# JOHANNES KALLINICH MEISTERWERK



## StufflerMike (Mar 23, 2010)

Johannes Kallinich came to A.Lange & Söhne after completing his watchmaker training in 2013, where he initially worked in assembly. At the end of 2016 he was appointed deputy group leader. Since 2017 he has been the technical director of the "LANGE 1" department.

Here‘s the Meisterwerk Johannes Kallinich created to become a master watchmaker.


















The whole story written by watchfinder.com: Review: Johannes Kallinich Meisterwerk


----------



## Perseverence (Dec 12, 2016)

Ok.


----------



## Nokie (Jul 4, 2011)

Nice. Not normally a fan of Roman numerals on the dial, but this one is nice because it looks very proportional. 

Good looking watch, both front and back, IMHO.


----------



## singularityseven (May 1, 2020)

Watchfinder's video on this piece was excellent!

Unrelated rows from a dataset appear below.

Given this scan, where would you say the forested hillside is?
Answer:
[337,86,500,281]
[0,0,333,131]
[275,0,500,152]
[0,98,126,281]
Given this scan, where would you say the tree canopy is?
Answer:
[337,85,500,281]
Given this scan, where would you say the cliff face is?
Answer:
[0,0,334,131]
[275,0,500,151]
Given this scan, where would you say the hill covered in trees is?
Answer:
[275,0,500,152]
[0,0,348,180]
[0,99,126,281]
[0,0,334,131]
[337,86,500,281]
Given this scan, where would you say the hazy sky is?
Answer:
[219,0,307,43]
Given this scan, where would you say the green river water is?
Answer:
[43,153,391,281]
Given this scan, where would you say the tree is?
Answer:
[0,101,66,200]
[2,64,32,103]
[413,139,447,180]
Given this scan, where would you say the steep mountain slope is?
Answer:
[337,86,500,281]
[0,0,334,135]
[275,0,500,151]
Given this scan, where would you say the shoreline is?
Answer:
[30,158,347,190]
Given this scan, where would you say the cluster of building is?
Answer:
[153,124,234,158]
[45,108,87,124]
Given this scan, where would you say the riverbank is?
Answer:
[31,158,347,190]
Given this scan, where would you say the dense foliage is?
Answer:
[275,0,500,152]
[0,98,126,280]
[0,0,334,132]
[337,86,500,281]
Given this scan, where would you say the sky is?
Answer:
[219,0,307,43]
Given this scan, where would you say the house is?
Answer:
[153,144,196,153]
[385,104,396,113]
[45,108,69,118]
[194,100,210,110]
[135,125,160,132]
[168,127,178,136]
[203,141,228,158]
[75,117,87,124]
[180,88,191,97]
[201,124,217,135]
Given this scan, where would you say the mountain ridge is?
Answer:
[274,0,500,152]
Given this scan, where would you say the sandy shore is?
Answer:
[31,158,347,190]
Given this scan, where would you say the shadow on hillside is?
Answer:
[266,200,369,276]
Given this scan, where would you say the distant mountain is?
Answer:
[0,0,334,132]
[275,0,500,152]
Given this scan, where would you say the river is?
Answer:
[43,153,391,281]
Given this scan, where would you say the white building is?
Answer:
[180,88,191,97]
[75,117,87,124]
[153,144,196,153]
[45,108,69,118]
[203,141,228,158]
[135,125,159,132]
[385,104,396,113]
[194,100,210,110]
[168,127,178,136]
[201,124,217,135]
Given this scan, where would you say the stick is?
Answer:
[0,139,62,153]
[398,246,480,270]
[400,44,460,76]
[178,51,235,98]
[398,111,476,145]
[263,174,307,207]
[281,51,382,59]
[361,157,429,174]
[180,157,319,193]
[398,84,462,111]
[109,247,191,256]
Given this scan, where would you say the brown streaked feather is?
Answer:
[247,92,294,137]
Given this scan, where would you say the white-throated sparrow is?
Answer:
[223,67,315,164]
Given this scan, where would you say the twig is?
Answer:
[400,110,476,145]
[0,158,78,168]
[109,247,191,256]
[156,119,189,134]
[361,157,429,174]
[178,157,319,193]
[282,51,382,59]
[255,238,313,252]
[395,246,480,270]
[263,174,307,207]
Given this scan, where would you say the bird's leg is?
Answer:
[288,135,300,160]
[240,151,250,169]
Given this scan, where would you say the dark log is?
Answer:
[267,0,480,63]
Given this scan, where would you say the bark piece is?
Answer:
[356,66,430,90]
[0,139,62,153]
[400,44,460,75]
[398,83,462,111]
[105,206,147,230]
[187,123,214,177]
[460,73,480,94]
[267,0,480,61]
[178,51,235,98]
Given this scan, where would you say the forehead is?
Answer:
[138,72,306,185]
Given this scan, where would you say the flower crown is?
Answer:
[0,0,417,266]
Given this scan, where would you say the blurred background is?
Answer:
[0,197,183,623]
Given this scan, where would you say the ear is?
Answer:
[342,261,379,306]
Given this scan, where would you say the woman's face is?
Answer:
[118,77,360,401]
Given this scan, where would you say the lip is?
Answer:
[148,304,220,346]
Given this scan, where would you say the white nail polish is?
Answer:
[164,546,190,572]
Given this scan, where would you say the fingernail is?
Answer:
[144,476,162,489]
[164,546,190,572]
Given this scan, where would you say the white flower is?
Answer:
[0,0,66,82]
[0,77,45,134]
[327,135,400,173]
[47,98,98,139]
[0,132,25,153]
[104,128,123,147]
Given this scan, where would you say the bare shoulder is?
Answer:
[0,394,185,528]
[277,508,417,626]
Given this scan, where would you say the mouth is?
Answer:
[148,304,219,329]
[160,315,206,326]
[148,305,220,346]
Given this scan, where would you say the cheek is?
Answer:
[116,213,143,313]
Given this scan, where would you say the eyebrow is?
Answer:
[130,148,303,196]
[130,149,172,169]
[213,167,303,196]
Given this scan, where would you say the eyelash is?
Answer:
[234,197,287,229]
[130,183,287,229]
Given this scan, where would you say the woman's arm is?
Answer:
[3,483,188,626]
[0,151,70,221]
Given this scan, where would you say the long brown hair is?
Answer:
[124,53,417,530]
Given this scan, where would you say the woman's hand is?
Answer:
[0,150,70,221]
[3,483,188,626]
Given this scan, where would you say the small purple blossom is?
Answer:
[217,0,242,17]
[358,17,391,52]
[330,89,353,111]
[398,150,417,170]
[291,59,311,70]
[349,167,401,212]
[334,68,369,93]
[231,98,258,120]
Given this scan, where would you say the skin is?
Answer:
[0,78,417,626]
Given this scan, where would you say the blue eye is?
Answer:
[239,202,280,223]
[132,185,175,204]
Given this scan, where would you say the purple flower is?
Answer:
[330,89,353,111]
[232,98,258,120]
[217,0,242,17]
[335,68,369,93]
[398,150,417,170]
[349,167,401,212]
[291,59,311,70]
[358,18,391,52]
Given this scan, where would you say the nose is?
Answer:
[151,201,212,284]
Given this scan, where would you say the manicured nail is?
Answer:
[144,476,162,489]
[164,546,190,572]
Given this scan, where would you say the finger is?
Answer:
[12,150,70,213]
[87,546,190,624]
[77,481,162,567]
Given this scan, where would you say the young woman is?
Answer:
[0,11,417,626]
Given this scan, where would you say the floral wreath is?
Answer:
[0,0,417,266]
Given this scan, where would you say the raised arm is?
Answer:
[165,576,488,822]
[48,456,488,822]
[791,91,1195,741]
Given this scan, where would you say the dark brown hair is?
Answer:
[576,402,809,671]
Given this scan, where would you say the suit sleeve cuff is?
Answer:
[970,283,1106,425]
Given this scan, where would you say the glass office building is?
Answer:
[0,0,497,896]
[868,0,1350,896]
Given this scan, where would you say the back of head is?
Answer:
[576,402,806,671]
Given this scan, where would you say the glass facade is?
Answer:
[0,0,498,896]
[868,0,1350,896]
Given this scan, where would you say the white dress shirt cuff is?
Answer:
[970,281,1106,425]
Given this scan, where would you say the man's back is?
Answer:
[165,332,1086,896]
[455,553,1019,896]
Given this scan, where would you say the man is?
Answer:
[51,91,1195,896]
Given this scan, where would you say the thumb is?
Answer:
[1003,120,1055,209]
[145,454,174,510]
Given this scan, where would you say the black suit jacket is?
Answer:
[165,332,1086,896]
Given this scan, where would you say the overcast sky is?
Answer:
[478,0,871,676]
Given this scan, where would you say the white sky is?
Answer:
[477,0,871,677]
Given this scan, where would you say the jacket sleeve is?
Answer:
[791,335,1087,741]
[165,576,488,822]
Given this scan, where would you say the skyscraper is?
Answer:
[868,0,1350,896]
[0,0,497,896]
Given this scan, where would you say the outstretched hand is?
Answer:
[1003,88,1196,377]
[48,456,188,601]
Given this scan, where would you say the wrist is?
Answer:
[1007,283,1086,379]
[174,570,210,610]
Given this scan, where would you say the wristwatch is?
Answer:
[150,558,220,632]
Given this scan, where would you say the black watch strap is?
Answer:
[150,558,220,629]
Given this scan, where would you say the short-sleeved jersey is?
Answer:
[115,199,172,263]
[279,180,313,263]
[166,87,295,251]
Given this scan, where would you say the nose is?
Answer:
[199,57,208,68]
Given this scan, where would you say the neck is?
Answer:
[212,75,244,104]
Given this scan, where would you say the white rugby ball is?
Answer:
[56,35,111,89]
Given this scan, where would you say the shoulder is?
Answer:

I was first surprised at how similar this watch is to this Richard Lange piece, but after watching the entire video it made sense.


----------



## rationaltime (May 1, 2008)

That is impressive work. I like the 3/4 plate and bridge sitting on it.
They are so appealing with their harmonious shapes.


Thanks,
rationaltime


----------



## swl75 (Dec 27, 2015)

Gorgeous watch.


----------



## HoustonHorn (May 10, 2017)

Thanks for this, beautiful.


----------



## montelatici (Apr 28, 2006)

Roman numerals alone make this an impressive looking watch, combined with the movement that there is a you tube video about, it is truly a masterpiece.


----------



## ike2112 (Jul 27, 2015)

Where can you actually buy pieces like this?

As my watch collection has grown I find myself looking more toward independents for something new. I'd been saving for an FP Journe but they've taken off. Many of these brands, its actually difficult to work out how to even buy one!


----------



## StufflerMike (Mar 23, 2010)

ike2112 said:


> Where can you actually buy pieces like this?
> As my watch collection has grown I find myself looking more toward independents for something new.


First of all: you can’t buy the Meisterwerk for obvious reasons. Johannes Kallinich created the Meisterwerk to become a master watchmaker, so it is a unique piece of Glashütte watchmaking.
Second: Johannes is not an independent watchmaker like you would find among the AHCI members. Shouldn‘t be a big problem to order a timepiece from an independent watchmaker, the issue I see is the waiting time (1 year upwards). Of course, due to huge interest some of same have closed their order books. Simply because they can‘t answer the demand. Anyway, all of them can be contacted by email and I am sure they will be happy to answer your request.


----------